Panel „State of US Democracy“ und die Arbeit des Polarization Lab
Ein „sea change“ habe stattgefunden im politischen Leben Amerikas – nichts ist mehr wie vorher. Die Dramatik dieser Einschätzung durch Jacob S. Hacker, Politikprofessor an der Yale University, prägte das gesamte Panel. Vier Amerikaner*innen versuchten zu erfassen, was in ihrer Heimat vor sich geht und wohin die politischen Veränderungen führen können. „Was beunruhigt Sie am meisten?“, fragte Moderator Daniel Benjamin, Direktor der American Adacemy in Berlin, seine Landsleute. Die Antworten ein Kaleidoskop der Alpträume: Für Chloe Thurston vom Institute for Policy Research an der Northwestern University ist es der Einsatz von Militär in amerikanischen Städten, für Paul Pierson, der in Berkeley politische Wissenschaften lehrt, der „totale Kollaps des formellen Schutzes von Institutionen“, also das Ende von Checks and Balances. Und Jacob S. Hacker beklagte das weitgehende Fehlen kollektiver Gegenwehr. Ein nachdenklich stimmender Austausch von Perspektiven auf den gegenwärtigen Zustand der amerikanischen Demokratie – mit nur zaghaften Ausblicken auf mögliche Auswege.

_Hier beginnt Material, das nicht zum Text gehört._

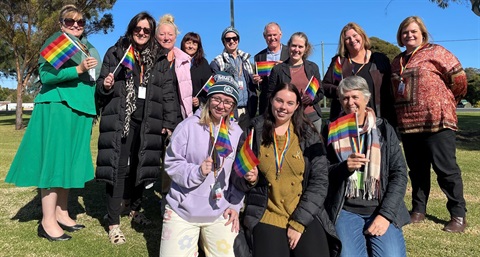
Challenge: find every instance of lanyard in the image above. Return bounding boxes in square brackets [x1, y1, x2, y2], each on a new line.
[210, 122, 225, 177]
[400, 45, 423, 76]
[348, 50, 368, 76]
[273, 126, 290, 179]
[133, 51, 144, 85]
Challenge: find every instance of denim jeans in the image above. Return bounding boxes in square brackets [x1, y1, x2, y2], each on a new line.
[335, 210, 407, 257]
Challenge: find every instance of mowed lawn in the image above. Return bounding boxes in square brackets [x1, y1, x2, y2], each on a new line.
[0, 113, 480, 254]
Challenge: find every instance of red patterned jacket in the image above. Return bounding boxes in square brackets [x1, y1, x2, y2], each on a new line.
[392, 44, 467, 133]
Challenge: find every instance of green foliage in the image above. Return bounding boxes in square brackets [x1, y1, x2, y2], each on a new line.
[370, 37, 402, 61]
[430, 0, 470, 9]
[464, 68, 480, 107]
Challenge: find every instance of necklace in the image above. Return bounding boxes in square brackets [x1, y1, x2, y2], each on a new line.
[348, 50, 368, 76]
[290, 63, 303, 74]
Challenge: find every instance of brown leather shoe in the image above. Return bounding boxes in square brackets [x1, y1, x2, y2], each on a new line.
[410, 212, 425, 223]
[443, 217, 467, 233]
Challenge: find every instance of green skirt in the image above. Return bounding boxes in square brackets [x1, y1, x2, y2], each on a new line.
[5, 102, 94, 188]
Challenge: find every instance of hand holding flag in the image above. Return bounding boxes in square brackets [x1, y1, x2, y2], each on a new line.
[40, 33, 88, 70]
[210, 117, 233, 157]
[112, 44, 135, 74]
[255, 61, 276, 77]
[195, 75, 215, 97]
[327, 112, 359, 145]
[304, 76, 320, 101]
[233, 129, 260, 177]
[333, 56, 343, 81]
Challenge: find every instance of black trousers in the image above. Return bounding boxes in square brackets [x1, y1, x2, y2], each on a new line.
[253, 219, 330, 257]
[402, 129, 466, 217]
[106, 119, 145, 225]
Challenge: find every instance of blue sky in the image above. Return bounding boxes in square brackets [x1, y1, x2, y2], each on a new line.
[0, 0, 480, 88]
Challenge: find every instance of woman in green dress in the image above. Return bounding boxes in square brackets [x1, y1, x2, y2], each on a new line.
[5, 5, 100, 241]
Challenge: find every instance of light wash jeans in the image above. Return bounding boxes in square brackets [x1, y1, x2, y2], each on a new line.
[335, 210, 407, 257]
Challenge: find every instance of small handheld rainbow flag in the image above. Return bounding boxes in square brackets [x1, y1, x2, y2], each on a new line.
[233, 129, 260, 177]
[195, 75, 215, 97]
[327, 112, 358, 145]
[122, 45, 135, 70]
[112, 44, 135, 74]
[333, 56, 343, 81]
[215, 118, 233, 157]
[255, 61, 275, 76]
[40, 33, 80, 70]
[228, 110, 235, 122]
[305, 76, 320, 101]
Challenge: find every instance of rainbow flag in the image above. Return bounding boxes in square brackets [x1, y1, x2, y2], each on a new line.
[333, 56, 343, 81]
[256, 61, 275, 76]
[40, 33, 80, 70]
[121, 45, 135, 70]
[202, 75, 215, 93]
[305, 76, 320, 101]
[215, 118, 233, 157]
[327, 112, 358, 145]
[233, 129, 260, 177]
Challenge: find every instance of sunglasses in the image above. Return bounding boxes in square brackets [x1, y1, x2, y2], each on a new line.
[62, 18, 86, 27]
[133, 27, 152, 35]
[225, 37, 238, 42]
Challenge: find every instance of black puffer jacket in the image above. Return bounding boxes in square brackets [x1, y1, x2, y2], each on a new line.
[235, 116, 341, 256]
[324, 118, 410, 228]
[96, 38, 177, 185]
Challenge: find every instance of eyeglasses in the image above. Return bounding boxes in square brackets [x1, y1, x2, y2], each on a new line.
[62, 18, 86, 27]
[210, 96, 235, 108]
[133, 26, 152, 35]
[225, 37, 238, 42]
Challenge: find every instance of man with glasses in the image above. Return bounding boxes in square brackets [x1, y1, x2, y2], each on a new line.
[210, 27, 258, 128]
[253, 22, 289, 115]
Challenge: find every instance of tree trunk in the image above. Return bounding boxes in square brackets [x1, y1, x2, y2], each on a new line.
[15, 79, 25, 130]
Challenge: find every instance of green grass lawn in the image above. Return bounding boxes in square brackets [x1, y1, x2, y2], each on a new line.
[0, 113, 480, 257]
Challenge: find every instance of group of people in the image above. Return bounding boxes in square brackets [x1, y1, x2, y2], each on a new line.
[5, 5, 467, 256]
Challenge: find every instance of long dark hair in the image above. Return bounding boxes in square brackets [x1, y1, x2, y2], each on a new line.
[180, 32, 205, 66]
[262, 83, 313, 146]
[124, 12, 156, 50]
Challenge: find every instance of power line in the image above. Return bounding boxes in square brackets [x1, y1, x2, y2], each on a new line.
[313, 38, 480, 46]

Optimismus wolle er in die Konferenz bringen, erklärte Christopher Andrew Bail zum Beginn seiner Keynote. Der Professor für Soziologie, Computer- und Politikwissenschaften an der Duke University berichtete aus der Arbeit des Polarization Lab: Interventionen mit Mitteln der Künstlichen Intelligenz wollen Menschen zusammenbringen und ihren Austausch konstruktiver gestalten. Ein Experiment richtete sich an User*innen der Plattform „nextdoor“ – in Deutschland vergleichbar mit „nebenan.de“. Eine „kindness intervention“ schlug Postenden Wendungen vor, die höflicher und wertschätzender formuliert waren als der ursprüngliche Text. Auch wenn sich durch solche Interventionen politische Haltungen nicht ändern: Sie können den Stress im zwischenmenschlichen Umgang reduzieren.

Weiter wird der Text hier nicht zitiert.